Mari, 

Nós assistimos às cenas da audiência da 3ª Vara Criminal de Florianópolis e fomos parte da indignação que tomou o país quando elas se tornaram públicas. Doeu muito, deu muita raiva em todas nós. Aumentou nossa revolta sobre os rumos que o Brasil vem tomando, tão brutal para as mulheres. Tão confortável para esses homens brancos, ricos e engravatados. Tão impune para André Aranha, que teve tudo o que quis desde que nasceu! Que acha que pode comprar qualquer coisa, inclusive o privilégio cruel de te violentar. 

Nós te prometemos: fixamos o rosto cínico de cada um daqueles homens cúmplices de André Aranha. Do advogado, do juiz, do promotor. Do regozijo contido deles todos, naquele ritual de queimar você numa fogueira. Daquele exorcismo sádico que o advogado quis te impor, colocando em dúvida a sua humanidade. Nós todas estávamos ali com você, Mari, naquele banco macabro, mais uma vez, sempre condenadas por sermos mulheres. E queremos te dizer que, por mais improvável que pareça, é nesse lugar que nos encontramos e descobrimos que não estamos realmente sozinhas. 

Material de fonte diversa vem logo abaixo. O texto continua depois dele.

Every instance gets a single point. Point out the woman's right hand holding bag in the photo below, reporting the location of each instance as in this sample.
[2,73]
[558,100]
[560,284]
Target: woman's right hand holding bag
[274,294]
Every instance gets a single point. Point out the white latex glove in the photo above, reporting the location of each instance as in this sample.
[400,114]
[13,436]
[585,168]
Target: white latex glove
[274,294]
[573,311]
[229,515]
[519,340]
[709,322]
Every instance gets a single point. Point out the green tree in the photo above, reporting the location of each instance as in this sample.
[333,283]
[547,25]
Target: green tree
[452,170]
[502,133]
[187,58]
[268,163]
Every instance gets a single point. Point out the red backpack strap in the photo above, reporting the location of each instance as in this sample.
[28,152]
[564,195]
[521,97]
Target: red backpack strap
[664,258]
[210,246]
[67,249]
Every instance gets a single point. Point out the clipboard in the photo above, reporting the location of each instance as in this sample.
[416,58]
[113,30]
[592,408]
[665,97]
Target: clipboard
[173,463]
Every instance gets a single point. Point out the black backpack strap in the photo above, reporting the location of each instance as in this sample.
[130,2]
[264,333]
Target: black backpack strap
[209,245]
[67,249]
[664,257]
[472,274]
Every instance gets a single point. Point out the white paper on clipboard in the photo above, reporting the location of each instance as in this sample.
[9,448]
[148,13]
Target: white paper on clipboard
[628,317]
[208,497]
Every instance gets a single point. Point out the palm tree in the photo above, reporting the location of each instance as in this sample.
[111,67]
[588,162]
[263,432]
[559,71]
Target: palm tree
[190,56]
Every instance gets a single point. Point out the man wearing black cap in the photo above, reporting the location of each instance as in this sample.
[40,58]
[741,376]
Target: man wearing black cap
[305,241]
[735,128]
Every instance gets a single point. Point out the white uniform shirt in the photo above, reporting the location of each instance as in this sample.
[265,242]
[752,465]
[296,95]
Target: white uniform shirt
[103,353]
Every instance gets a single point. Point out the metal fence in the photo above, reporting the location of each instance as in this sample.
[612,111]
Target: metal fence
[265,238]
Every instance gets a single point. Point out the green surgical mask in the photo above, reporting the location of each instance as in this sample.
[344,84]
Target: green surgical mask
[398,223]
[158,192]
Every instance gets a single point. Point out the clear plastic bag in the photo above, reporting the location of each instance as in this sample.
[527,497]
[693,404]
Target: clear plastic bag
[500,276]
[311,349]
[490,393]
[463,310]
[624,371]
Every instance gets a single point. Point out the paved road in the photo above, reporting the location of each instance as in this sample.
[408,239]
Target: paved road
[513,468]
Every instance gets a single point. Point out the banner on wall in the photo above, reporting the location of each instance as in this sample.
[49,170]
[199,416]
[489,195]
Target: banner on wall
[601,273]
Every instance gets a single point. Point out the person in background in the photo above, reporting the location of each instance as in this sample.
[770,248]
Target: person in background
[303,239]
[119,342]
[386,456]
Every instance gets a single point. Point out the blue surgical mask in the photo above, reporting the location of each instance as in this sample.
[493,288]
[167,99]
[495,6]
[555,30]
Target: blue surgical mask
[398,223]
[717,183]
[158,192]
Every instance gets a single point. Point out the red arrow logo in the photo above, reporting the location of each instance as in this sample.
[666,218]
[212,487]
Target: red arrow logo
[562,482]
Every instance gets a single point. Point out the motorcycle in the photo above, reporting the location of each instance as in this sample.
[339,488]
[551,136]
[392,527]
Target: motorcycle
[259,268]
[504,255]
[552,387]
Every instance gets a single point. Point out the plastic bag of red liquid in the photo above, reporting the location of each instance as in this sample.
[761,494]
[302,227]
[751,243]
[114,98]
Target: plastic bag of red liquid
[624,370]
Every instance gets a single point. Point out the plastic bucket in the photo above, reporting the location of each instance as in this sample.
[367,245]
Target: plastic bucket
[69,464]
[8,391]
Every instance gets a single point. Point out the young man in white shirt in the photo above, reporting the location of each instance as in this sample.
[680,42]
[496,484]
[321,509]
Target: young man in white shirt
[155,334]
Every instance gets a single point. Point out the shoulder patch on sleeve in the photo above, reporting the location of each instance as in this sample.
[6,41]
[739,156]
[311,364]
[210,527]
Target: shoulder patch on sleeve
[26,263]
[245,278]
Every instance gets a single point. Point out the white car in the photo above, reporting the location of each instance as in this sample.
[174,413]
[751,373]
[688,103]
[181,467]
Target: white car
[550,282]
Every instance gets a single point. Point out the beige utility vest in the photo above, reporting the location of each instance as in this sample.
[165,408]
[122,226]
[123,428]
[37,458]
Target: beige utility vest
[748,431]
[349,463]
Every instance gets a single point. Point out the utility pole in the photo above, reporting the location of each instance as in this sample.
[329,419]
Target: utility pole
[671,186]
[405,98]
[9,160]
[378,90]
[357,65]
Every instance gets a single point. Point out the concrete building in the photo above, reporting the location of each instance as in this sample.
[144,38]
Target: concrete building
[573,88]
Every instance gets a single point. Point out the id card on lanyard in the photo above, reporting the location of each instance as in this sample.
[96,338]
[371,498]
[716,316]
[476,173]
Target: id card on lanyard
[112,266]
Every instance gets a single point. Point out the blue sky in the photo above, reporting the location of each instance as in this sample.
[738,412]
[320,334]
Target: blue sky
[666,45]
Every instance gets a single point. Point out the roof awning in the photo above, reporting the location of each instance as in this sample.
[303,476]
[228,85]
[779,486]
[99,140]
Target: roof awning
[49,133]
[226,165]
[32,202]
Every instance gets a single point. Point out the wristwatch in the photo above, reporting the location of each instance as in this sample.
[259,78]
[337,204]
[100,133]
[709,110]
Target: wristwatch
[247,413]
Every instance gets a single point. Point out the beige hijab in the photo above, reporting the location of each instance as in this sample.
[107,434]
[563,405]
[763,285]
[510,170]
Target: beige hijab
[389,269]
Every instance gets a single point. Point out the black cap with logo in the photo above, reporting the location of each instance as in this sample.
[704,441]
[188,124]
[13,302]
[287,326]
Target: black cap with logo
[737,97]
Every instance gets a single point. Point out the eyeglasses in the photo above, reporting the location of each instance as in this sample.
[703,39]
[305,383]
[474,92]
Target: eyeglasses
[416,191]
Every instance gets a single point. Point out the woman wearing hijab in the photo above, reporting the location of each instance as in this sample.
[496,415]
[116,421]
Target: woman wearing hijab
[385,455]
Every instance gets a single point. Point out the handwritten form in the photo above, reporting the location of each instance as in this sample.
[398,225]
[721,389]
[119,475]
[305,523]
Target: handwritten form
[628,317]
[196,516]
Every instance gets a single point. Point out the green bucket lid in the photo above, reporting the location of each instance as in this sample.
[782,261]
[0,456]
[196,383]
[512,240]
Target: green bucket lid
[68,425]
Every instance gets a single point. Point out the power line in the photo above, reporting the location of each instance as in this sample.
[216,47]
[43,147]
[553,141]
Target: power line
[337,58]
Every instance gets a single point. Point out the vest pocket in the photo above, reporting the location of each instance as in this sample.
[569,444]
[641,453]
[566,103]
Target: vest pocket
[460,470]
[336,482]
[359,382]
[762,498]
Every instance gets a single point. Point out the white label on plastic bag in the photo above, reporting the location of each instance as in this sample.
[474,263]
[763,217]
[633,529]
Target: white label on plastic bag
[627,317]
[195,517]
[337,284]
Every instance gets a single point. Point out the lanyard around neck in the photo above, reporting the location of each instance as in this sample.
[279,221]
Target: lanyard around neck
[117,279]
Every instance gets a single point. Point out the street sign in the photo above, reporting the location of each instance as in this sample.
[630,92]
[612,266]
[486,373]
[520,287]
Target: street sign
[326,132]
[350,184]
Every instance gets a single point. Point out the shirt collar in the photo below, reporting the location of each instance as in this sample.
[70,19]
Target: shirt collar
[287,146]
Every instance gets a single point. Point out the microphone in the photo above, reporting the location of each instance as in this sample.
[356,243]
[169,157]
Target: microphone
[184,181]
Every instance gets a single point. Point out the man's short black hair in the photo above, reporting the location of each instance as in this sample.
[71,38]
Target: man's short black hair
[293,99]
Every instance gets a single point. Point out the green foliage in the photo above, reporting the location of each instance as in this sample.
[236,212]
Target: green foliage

Nós não conhecemos mulheres que nunca tenham sido assediadas, violentadas. Imaginamos que entre as suas conhecidas você também não saiba de nenhuma. As formas são muitas e distintas, e acontecem nas diferentes fases de nossas vidas. Algumas são graves, outras são mortais. Estas são, dolorosamente, cada vez mais comuns no Brasil. Como podemos suportar o fato de que a casa, o ambiente teoricamente mais protegido da pandemia, seja o lugar mais perigoso para dezenas de milhares de meninas e mulheres?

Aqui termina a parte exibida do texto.